HomeGeneralDoes God’s Foreknowledge Negate Man’s Free Will?

Comments

Does God’s Foreknowledge Negate Man’s Free Will? — 18 Comments

  1. I believe God knows the outcome of our choices (our ultimate destiny), and if we change our choices (which He permits), then His knowledge of our ultimate destiny changes. God is not limited to the results of the choices we make today, but His grace appeals to us to choose life. — Ben A. Trujillo

  2. Boethius (6 century), in his book “The Consolation of Philosophy” wrote about this subject. It’s worth reading.

  3. Thank you Dr. Cottrell, in simpler terms I might understand, before I was formed in my mother’s womb (pre-creation decision), God fast forward the VHS tape of my life decisions (free choices) to the end (foreknowledge), then went back to the beginning of the tape and hit record. Right?

    • Something like that. It’s difficult to find a precise analogy of infinite things in this finite world.

  4. Dr, Jack cottrell How can you Relate your Statement in foreknowledge to Permissive Will of GOD? if GOD Give Permission to Others so meaning HE FOREKNOW Them and He is the One who Decreed their DEEDS??

    • The alternative to God’s PERMITTING something to happen (which his foreknowledge shows is ABOUT to happen, based on the created causes that are constantly operating) is deciding to PREVENT that thing from happening, via his own supernatural intervention into the cause-and-effect processes (in the form of special providence, or miracle, or supernatural spiritual action). God’s purposive “decree” would apply only to the latter case, i.e., his decision to PREVENT something via his own action. His decision to simply PERMIT something to proceed to happen would not be a decree to cause that thing to happen, but a decree to decide not to prevent it from happening. Thus the only decree operating in God’s permissive will is NOT a decree to cause the creature to do something, but is only a decree that he himself will NOT do something.

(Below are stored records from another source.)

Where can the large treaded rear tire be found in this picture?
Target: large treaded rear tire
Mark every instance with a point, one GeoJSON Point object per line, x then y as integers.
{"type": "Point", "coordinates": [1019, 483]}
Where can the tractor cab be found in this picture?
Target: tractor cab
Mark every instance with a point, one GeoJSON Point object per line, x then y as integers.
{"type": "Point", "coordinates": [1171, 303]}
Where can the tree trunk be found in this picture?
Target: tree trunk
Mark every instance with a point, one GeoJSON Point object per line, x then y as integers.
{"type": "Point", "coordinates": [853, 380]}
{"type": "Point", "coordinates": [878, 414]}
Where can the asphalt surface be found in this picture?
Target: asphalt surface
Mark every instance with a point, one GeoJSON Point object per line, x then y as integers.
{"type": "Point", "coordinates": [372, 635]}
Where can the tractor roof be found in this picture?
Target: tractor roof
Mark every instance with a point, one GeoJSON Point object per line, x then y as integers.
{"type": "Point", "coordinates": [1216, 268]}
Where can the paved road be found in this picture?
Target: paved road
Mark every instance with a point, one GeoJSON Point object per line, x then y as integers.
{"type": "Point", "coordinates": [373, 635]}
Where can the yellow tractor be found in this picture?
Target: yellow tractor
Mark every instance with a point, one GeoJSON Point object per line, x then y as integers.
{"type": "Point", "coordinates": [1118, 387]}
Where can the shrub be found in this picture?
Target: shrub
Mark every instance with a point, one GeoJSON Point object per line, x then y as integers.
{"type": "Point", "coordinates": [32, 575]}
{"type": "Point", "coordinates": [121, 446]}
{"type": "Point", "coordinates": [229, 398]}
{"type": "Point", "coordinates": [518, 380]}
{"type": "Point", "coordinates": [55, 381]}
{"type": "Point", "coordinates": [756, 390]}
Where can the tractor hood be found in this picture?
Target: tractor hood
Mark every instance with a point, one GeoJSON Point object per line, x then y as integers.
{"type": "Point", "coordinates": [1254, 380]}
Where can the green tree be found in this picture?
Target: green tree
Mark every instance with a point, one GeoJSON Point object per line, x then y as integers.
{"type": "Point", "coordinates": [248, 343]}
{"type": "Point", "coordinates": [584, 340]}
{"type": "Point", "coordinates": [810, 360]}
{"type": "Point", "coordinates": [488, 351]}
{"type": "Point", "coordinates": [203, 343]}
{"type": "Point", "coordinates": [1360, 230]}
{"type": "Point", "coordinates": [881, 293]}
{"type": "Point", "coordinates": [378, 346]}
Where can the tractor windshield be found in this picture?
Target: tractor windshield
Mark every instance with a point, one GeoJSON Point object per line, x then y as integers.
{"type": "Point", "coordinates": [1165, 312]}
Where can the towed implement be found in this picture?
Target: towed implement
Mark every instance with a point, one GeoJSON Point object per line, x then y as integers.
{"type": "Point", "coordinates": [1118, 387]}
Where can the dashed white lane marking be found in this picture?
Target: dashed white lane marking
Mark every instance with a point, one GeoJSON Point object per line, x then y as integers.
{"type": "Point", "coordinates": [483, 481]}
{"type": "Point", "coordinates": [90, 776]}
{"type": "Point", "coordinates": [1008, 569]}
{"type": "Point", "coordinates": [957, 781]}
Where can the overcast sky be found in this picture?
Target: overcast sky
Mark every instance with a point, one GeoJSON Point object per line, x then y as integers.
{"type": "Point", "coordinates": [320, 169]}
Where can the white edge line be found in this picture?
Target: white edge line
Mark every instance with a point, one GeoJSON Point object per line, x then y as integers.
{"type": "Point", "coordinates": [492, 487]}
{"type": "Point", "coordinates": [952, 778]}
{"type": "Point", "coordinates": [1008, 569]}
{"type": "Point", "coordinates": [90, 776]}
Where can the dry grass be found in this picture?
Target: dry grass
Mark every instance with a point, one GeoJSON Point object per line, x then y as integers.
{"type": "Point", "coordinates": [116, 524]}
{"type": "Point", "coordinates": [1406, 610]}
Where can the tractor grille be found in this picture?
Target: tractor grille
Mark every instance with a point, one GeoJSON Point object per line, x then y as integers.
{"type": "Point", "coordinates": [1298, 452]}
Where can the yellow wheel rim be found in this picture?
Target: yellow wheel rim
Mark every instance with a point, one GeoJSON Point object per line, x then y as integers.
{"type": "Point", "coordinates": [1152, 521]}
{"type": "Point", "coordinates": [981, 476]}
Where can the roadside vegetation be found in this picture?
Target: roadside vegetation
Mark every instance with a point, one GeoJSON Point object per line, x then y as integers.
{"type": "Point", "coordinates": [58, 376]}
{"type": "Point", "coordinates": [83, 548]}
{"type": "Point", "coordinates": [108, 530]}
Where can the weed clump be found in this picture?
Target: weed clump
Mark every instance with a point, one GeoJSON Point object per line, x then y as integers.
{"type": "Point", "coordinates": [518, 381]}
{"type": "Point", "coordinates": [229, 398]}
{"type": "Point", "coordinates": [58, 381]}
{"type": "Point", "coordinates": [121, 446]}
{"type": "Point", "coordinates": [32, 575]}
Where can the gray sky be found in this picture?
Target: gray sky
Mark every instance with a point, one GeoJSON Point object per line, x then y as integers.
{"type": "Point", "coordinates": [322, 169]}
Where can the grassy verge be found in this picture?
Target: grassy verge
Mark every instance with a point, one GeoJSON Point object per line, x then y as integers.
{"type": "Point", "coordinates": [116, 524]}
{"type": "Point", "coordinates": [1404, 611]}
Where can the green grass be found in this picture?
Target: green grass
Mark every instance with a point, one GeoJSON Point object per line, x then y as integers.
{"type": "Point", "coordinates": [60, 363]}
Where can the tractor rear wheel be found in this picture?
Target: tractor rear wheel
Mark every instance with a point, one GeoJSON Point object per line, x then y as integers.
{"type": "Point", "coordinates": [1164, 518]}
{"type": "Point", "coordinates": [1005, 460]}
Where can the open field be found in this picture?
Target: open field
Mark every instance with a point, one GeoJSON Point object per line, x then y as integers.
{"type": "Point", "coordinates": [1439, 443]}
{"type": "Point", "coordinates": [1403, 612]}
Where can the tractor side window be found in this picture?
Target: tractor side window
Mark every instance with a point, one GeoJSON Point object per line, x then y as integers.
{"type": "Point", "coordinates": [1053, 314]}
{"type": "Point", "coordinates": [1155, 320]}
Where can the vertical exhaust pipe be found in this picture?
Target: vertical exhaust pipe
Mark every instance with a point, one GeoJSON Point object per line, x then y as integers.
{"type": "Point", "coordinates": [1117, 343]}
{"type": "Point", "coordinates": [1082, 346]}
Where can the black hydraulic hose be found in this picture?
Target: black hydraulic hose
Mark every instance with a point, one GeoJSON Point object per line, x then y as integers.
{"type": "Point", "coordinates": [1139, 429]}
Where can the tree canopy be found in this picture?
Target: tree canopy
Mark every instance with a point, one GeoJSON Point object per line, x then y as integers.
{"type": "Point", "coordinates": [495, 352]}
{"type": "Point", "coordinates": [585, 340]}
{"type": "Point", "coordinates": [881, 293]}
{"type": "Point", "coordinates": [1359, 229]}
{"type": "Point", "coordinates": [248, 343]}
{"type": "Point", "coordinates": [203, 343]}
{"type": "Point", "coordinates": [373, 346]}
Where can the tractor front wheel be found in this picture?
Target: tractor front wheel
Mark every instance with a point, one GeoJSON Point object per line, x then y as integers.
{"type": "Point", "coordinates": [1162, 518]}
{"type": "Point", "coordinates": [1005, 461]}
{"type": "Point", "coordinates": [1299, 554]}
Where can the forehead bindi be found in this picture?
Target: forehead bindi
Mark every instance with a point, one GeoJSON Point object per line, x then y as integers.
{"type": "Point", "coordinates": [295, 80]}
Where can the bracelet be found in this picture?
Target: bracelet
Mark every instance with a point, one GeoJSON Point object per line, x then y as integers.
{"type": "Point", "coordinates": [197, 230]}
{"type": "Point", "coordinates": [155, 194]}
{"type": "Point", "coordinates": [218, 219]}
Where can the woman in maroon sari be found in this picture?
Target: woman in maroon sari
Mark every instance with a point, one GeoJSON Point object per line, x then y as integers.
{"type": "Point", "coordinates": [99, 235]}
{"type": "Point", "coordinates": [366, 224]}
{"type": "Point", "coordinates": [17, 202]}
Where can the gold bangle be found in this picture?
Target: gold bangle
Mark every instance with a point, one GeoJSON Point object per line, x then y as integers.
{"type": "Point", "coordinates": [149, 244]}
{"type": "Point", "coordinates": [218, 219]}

    • No, but I will include your question here to see if someone else is so aware.

      • It appears Larry Chouinard, writer of the Matthew commentary in the College Press set, might lean towards openness. Is he still active in scholarly circles?

        • I’m not sure what Brother Chouinard is doing now. Maybe someone else will know.

  5. Who decides who will be saved? God or the individual? God loved Jacob but hated Esau before they were even born, I understand this had to be from God’s foreknowledge of the boys. But some are teaching that it is all God’s choice as to who is saved with man having no part/no choice. I thought we all had to opportunity to choose Christ or refuse Him?

    • God chooses (or decides) the conditions under which He will save any given sinner, but the sinner himself or herself decides whether or not he or she will meet these conditions. The former is an expression of divine sovereignty; the latter is an expression of human free will.

  6. If God knows the outcome of every decision every person will make forever, then what’s the point of us having to live them out? What I mean is, if the final score is already in the books, why play the game?

    Don’t get me wrong, I’m not trying to be silly, but if God knows the decisions people are going to make then I feel it’s safe to assume he knows who will, and won’t, eventually be saved. Who will accept our efforts to share Jesus and who will sadly reject him. If there are some people whom he knows will never accept him, why would he allow us to waste out efforts on them? It seems that if God already knows the outcome of everyone’s decisions, sharing Jesus is less about converting people via the actual message and more about just finding the person who’ll say yes.

    And maybe that is how it is, I don’t know. Heck, maybe I’m not even supposed to know. Maybe that’s just part of the mystery of life.

    • You are confusing cause and effect. God’s foreknowledge does not cause the events that he foresees, but vice versa. The events cause the foreknowledge. If the events do not happen in real time, there would be no foreknowledge. God’s foreknowledge of these real (but future) events cannot be a substitute for the events themselves. Just remember: what God foreknows are REAL EVENTS. Cancel the events, and there is no foreknowledge. Cancel the game, and there is no final score.

  7. We live in the context of time which was created by God with the physical universe. He is outside of time so can see everything in time, past present or future. I think the big problem is that many do not understand that God is outside of time and so He can see our future. We still have free will in the understanding of time being created by God. Something to consider in the mix, I believe. So simple and yet profound. God stepped into time when miracles were performed. This also helps us better understand the Incarnation. Jesus came into time and was still not constrained by time and He left and will return at the end of time.

    • I take a different view of God and time, but I will not go into it here. One can see my essay, “Understanding God: God and Time,” in Evangelicalism & the Stone-Campbell Movement, Volume 2: Engaging Basic Christian Doctrine, ed. William R. Baker (ACU Press, 2006), pp. 64-85. Basically I believe it is a mistake to say that God is “outside of time” as such. The classic view of the timelessness of God, which says that everything for God is one eternal now, raises many more problems than it seems to solve.